A hearing was held on Monday in the U.S. Court of Appeals for the District of Columbia Circuit on a request for a second 90-day delay related to $7 billion in Affordable Care Act (ACA) insurance subsidies. The request creates further uncertainties as the health care insurance market place remains in limbo. The litigation, House v. Price, seeks reimbursement from ACA cost-sharing programs to fund health insurance subsidies for low-income individuals. House Republicans filed the original lawsuit during the Obama administration. President Donald Trump and Republican lawmakers want to repeal and replace the law and are working on overhaul legislation that would also secure the subsidy funding during a transition period. But it is not clear if or when they will pass the bill.

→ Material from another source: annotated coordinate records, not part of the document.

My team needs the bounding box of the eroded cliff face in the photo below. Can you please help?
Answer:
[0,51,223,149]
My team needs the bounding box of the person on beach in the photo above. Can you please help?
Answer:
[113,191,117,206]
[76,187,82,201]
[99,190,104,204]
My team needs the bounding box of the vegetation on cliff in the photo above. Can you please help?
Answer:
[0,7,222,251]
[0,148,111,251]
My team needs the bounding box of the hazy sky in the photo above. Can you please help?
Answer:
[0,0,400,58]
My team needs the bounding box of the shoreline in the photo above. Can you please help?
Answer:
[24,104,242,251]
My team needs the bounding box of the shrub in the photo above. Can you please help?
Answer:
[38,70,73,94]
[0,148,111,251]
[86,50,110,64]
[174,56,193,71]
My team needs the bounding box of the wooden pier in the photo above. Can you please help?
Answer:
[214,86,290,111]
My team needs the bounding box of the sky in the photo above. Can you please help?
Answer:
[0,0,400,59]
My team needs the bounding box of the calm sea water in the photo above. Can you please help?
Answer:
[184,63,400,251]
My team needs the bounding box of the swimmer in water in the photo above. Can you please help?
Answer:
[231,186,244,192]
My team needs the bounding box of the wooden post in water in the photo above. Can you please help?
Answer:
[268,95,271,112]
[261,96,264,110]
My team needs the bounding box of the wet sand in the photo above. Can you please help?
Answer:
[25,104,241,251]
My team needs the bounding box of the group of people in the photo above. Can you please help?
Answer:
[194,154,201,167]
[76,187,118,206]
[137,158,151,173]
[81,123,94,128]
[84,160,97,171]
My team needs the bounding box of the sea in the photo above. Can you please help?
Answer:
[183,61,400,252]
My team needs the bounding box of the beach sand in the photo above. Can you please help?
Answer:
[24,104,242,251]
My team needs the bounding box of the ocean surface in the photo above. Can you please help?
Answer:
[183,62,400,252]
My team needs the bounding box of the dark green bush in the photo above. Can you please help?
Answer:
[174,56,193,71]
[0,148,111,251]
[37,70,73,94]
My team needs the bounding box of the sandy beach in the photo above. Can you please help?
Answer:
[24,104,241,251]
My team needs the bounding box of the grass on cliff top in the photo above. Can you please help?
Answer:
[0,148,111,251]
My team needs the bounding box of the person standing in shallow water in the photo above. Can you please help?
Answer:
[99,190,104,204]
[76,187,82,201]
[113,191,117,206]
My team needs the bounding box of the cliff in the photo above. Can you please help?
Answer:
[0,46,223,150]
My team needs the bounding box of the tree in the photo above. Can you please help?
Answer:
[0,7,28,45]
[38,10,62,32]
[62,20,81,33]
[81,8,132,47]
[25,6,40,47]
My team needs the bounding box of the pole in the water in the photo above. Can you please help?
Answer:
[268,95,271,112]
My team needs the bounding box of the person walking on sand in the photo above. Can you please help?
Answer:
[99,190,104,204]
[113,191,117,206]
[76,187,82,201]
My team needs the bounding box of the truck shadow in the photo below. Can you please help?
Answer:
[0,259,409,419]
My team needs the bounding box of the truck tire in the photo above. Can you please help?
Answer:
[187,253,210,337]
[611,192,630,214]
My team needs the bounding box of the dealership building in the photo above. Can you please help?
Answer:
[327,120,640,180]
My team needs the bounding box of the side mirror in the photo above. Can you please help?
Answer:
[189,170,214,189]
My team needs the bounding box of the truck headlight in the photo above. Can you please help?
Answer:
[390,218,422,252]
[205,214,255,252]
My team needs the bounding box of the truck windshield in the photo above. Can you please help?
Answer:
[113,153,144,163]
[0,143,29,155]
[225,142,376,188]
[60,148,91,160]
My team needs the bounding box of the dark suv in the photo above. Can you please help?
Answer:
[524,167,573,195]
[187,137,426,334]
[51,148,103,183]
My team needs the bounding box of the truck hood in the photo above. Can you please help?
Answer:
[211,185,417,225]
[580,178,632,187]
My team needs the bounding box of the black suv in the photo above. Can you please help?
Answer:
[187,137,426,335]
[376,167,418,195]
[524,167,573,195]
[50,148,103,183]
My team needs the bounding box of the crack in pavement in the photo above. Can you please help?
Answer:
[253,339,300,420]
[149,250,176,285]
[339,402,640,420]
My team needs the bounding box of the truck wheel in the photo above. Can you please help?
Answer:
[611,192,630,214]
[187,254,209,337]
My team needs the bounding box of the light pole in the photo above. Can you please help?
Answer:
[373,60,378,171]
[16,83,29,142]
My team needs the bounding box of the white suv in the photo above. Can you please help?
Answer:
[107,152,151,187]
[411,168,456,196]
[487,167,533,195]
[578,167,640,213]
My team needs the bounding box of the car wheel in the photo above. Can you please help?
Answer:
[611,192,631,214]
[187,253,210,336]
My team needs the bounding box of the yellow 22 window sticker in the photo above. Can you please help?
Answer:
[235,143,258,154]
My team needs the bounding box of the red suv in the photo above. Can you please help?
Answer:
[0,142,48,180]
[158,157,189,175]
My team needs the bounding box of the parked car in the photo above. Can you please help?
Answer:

In addition, last week the attorneys general from 15 states and the District of Columbia filed a motion to intervene in the lawsuit asserting the loss of funding would harm state residents and the state themselves. If the delay is approved, the parties will continue to discuss measures to preclude the need for judicial determination. The request for the delay indicates that the government will continue to provide the cost sharing reducing at least through much of the summer. The Court of Appeals has not ruled on the request to delay at this time. There are a few different steps the parties could take, none these option would help to stabilize insurance markets:
- The parties could ask to continue to request to delay and the court could grant it. Insurers would then face another 90 days of questioning whether the payments would be made.
- The Trump administration could drop the appeal, letting the lower court ruling on the payments’ unconstitutionality stand. Insurers would then stop receiving the subsidies.
- The Trump administration could continue to appeal, though insurers might still not get a final answer since the appeals court could side with the House.